Opposition de gauche au conseil municipal de Morlaix - photo Ouest-France, juin 2016

Le prochain conseil municipal de la ville de Morlaix aura lieu le jeudi 6 juillet 2017 à 18h30 en mairie.

A l'ordre du jour :

- décisions budgétaires modificatives

- prise en charge exceptionnelle des frais de location de la salle Sésame de Langolvas au profit de la CCI et du salon professionnel des comités d'entreprise

- demande de subventions pour des travaux dans le cadre du contrat de territoire et du contrat de ruralité, auprès de Morlaix Communauté (aménagement de la voie d'accès au port, parking paysager rampe St Nicolas, parvis de la maison Pennanault, création d'une bibliothèque les « Ailes du temps » - nous n'avons pu avoir aucune information sur son emplacement éventuel)

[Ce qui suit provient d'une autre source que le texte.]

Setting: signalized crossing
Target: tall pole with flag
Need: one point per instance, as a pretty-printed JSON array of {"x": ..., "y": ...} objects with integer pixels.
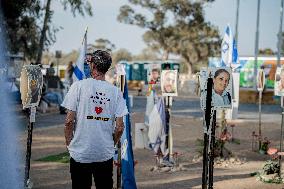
[
  {"x": 256, "y": 43},
  {"x": 125, "y": 155},
  {"x": 278, "y": 65},
  {"x": 79, "y": 73}
]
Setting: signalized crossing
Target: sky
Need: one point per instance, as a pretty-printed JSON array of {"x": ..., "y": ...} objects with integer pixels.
[{"x": 104, "y": 24}]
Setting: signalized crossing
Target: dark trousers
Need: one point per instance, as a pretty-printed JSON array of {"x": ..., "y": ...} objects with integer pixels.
[{"x": 81, "y": 174}]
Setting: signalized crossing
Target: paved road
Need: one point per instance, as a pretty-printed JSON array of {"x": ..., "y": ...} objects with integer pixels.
[
  {"x": 184, "y": 107},
  {"x": 191, "y": 107}
]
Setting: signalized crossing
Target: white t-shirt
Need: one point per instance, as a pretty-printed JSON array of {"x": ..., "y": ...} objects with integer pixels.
[{"x": 96, "y": 104}]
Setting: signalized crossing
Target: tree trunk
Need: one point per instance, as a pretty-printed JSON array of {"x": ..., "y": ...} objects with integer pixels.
[{"x": 43, "y": 32}]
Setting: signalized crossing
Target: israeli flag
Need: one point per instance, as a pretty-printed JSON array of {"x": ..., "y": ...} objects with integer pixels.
[
  {"x": 127, "y": 157},
  {"x": 227, "y": 48},
  {"x": 79, "y": 68}
]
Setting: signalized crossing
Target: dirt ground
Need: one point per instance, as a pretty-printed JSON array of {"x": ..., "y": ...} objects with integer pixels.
[{"x": 50, "y": 141}]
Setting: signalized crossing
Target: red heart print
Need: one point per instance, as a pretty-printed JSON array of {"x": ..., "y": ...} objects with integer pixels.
[{"x": 98, "y": 110}]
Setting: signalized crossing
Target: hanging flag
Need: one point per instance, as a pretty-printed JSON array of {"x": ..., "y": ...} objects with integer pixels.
[
  {"x": 227, "y": 48},
  {"x": 127, "y": 157},
  {"x": 79, "y": 68}
]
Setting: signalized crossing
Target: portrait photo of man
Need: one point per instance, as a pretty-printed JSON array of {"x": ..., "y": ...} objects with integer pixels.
[{"x": 169, "y": 82}]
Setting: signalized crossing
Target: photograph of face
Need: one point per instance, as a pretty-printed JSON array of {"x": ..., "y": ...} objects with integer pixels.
[
  {"x": 169, "y": 82},
  {"x": 221, "y": 89},
  {"x": 221, "y": 94},
  {"x": 154, "y": 74},
  {"x": 260, "y": 80},
  {"x": 279, "y": 82}
]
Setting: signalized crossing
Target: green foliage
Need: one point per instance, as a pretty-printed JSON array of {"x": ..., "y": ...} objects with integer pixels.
[
  {"x": 121, "y": 54},
  {"x": 174, "y": 26},
  {"x": 146, "y": 54},
  {"x": 23, "y": 24},
  {"x": 61, "y": 158},
  {"x": 20, "y": 22}
]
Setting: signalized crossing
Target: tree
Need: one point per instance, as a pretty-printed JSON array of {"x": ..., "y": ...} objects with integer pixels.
[
  {"x": 77, "y": 6},
  {"x": 175, "y": 26},
  {"x": 121, "y": 54},
  {"x": 20, "y": 22},
  {"x": 146, "y": 54}
]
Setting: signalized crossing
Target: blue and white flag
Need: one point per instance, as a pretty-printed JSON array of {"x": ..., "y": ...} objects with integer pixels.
[
  {"x": 227, "y": 48},
  {"x": 127, "y": 157},
  {"x": 79, "y": 68}
]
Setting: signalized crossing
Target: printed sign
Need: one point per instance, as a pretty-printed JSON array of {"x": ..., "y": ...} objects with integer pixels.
[
  {"x": 221, "y": 89},
  {"x": 169, "y": 83}
]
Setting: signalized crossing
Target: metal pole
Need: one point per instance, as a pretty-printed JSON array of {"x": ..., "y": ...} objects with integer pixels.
[
  {"x": 280, "y": 34},
  {"x": 28, "y": 153},
  {"x": 237, "y": 22},
  {"x": 278, "y": 65},
  {"x": 281, "y": 135},
  {"x": 256, "y": 43},
  {"x": 167, "y": 109},
  {"x": 259, "y": 119},
  {"x": 170, "y": 132},
  {"x": 211, "y": 155},
  {"x": 206, "y": 136}
]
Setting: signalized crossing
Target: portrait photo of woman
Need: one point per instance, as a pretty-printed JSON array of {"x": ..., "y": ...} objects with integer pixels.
[
  {"x": 169, "y": 82},
  {"x": 221, "y": 93},
  {"x": 279, "y": 82},
  {"x": 221, "y": 87}
]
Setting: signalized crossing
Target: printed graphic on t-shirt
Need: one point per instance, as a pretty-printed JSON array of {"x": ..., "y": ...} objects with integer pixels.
[{"x": 99, "y": 100}]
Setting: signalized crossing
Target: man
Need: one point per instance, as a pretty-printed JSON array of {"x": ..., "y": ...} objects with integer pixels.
[{"x": 93, "y": 104}]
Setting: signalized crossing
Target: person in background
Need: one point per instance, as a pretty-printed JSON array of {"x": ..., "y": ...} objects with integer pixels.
[{"x": 93, "y": 106}]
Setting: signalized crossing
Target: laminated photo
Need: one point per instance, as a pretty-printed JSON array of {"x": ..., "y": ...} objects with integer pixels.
[
  {"x": 221, "y": 88},
  {"x": 279, "y": 82},
  {"x": 169, "y": 82},
  {"x": 260, "y": 80}
]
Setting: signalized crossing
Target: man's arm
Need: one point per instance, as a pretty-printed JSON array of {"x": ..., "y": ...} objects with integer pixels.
[
  {"x": 118, "y": 129},
  {"x": 69, "y": 126}
]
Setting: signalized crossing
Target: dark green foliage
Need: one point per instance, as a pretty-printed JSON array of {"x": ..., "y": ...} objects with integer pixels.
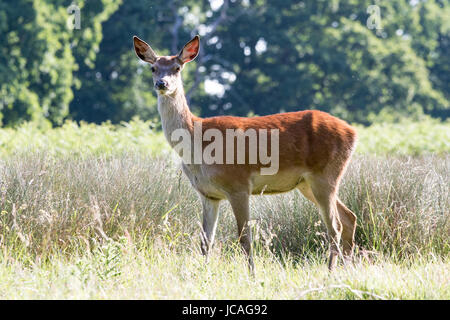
[{"x": 270, "y": 56}]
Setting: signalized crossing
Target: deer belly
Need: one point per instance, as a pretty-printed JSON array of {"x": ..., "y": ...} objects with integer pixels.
[{"x": 283, "y": 181}]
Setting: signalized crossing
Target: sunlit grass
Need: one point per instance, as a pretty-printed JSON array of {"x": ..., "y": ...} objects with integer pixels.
[{"x": 127, "y": 226}]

- garantie d'emprunt pour le financement de l'opération secteur médico-social : construction de 38 logements situés route du Croissant

- avenants aux marchés pour la réhabilitation du musée de Morlaix

- conventions relatives au financement de l'initiation à la langue bretonne dans les écoles primaires publiques de Morlaix

- tarifs cantines scolaires, garderies, centre de loisirs La Recré : proposition inchangée par rapport à l'an passé

- projet éducatif local

- attribution d'une subvention à l'association Coallia

- indemnités de fonction du maire, des adjoints et conseillers

- le Patio : aide aux familles pour l'année scolaire 2017-2018

- enrichissement des collections du musée

***

Voici deux des trois questions orales qui seront présentées par l'opposition de gauche: 

Jean-Philippe Bapcérès- Elisabeth Binaisse - Jean-Pierre Cloarec - Ismaël Dupont - Hervé Gouedard - Sarah Noll - Valérie Scattolin - Jean-Paul Vermot 

 

UN PAVILLON DE LA CULTURE: BESOIN OU FRIVOLITE?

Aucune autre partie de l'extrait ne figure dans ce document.